WAKE IN FRIGHT (1971) I dir. T Kotcheff I AUSTRALIA
Reviewed by Nadeem Akhtar
The story centres on the summer vacation of an eloquent British school teacher, John Grant (Gary Bond) teaching primary school children in the remote, desolate town of Tiboonda in Australia. He was sent there as part of a financial agreement to secure payment for his postgraduate education. As school term comes to an end, John begins his journey back to “the city”, fantasizing about an eminent reunion with his beautiful beau. A seemingly harmless stopover in the interchange town of Bundanyabba (“the Yabba”) leads to a spiral of disintegration involving gambling, alcohol misuse and aggression.
Well shot with interesting camera work. An orange grade establishes a sense of heat.
The viewer is transported to the Australian Outback, with the overarching impression desolation. The setting appears remote enough to create enough emotional distance to allow absorption of what becomes, at times, a shocking narrative.
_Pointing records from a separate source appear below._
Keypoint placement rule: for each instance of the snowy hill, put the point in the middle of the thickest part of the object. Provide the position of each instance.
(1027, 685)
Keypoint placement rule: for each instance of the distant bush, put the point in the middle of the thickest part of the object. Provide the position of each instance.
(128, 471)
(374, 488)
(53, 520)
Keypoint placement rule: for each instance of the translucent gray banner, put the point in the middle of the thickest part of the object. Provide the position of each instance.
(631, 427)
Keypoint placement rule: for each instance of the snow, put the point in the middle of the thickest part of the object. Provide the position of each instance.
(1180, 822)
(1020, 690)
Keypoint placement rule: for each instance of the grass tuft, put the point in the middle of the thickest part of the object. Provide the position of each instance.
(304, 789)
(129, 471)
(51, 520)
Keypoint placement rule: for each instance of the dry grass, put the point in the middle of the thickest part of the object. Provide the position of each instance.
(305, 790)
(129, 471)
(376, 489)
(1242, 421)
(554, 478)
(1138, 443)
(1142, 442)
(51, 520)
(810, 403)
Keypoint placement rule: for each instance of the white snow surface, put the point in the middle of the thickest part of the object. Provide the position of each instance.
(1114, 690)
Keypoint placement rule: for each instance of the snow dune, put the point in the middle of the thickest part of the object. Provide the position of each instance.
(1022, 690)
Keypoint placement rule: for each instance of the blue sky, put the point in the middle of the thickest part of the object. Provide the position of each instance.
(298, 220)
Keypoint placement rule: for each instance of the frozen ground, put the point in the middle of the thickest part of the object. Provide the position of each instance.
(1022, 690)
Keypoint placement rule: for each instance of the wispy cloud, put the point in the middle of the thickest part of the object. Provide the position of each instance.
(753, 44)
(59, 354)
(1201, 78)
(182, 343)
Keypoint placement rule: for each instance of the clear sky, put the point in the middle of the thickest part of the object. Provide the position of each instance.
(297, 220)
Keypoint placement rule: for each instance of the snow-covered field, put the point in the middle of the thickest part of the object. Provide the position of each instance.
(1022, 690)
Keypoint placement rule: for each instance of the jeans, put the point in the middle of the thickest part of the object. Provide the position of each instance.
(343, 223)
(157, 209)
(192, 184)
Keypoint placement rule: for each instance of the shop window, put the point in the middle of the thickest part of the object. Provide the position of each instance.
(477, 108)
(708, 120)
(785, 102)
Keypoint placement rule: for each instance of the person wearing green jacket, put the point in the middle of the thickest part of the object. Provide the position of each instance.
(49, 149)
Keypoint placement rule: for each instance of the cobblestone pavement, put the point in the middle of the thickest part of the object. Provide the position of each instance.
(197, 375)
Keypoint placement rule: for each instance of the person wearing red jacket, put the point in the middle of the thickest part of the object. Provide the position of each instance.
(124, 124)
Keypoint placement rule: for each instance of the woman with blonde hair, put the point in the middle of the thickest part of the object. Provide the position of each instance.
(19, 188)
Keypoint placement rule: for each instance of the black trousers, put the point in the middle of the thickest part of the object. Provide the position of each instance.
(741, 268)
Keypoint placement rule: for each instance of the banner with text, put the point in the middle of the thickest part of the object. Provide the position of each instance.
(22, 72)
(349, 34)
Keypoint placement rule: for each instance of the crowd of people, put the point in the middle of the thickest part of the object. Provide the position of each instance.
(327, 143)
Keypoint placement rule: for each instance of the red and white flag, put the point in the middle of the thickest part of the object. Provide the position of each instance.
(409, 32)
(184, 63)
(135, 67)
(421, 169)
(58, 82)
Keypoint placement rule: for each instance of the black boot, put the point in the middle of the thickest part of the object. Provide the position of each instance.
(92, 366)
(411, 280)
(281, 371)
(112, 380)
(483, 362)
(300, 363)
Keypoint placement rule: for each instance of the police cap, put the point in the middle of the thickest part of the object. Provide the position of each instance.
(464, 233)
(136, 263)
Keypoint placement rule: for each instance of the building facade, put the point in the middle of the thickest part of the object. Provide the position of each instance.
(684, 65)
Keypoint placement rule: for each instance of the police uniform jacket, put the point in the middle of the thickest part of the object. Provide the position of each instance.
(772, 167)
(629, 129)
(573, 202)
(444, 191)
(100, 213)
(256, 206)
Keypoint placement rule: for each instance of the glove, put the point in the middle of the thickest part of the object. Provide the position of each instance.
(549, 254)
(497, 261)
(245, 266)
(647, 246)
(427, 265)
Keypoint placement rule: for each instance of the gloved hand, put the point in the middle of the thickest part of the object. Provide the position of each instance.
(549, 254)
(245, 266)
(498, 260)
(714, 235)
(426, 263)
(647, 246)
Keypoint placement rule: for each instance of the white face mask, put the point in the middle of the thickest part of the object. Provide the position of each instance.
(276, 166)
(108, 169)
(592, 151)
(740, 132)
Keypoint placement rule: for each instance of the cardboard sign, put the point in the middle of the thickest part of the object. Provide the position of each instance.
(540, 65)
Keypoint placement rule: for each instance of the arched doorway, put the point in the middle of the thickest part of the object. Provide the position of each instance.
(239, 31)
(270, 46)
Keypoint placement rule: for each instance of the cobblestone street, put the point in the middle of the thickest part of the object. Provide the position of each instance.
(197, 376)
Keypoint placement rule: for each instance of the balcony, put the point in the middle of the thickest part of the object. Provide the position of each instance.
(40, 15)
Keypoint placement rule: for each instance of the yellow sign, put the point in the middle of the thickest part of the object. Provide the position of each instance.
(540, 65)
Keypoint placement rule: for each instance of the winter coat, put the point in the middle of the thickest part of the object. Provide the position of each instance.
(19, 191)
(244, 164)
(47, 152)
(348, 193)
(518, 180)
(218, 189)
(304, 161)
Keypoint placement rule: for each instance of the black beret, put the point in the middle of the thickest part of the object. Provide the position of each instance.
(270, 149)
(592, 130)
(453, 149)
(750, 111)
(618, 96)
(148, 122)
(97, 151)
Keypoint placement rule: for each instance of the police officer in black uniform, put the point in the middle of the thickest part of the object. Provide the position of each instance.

The protagonist appears authentic and believable. The role is well acted and many characters which follow are based on Jungian archetypes.
An engaging narrative although the rate of decline into addiction is unrealistic and loss of pro-social relationships is not depicted well.
The film is bewildering, despairing, haunting, shocking but also exciting. By producing such emotions it effectively parallels the journey of the protagonist.
8/10. Strong metaphorical and overt content. Highly Cinematic.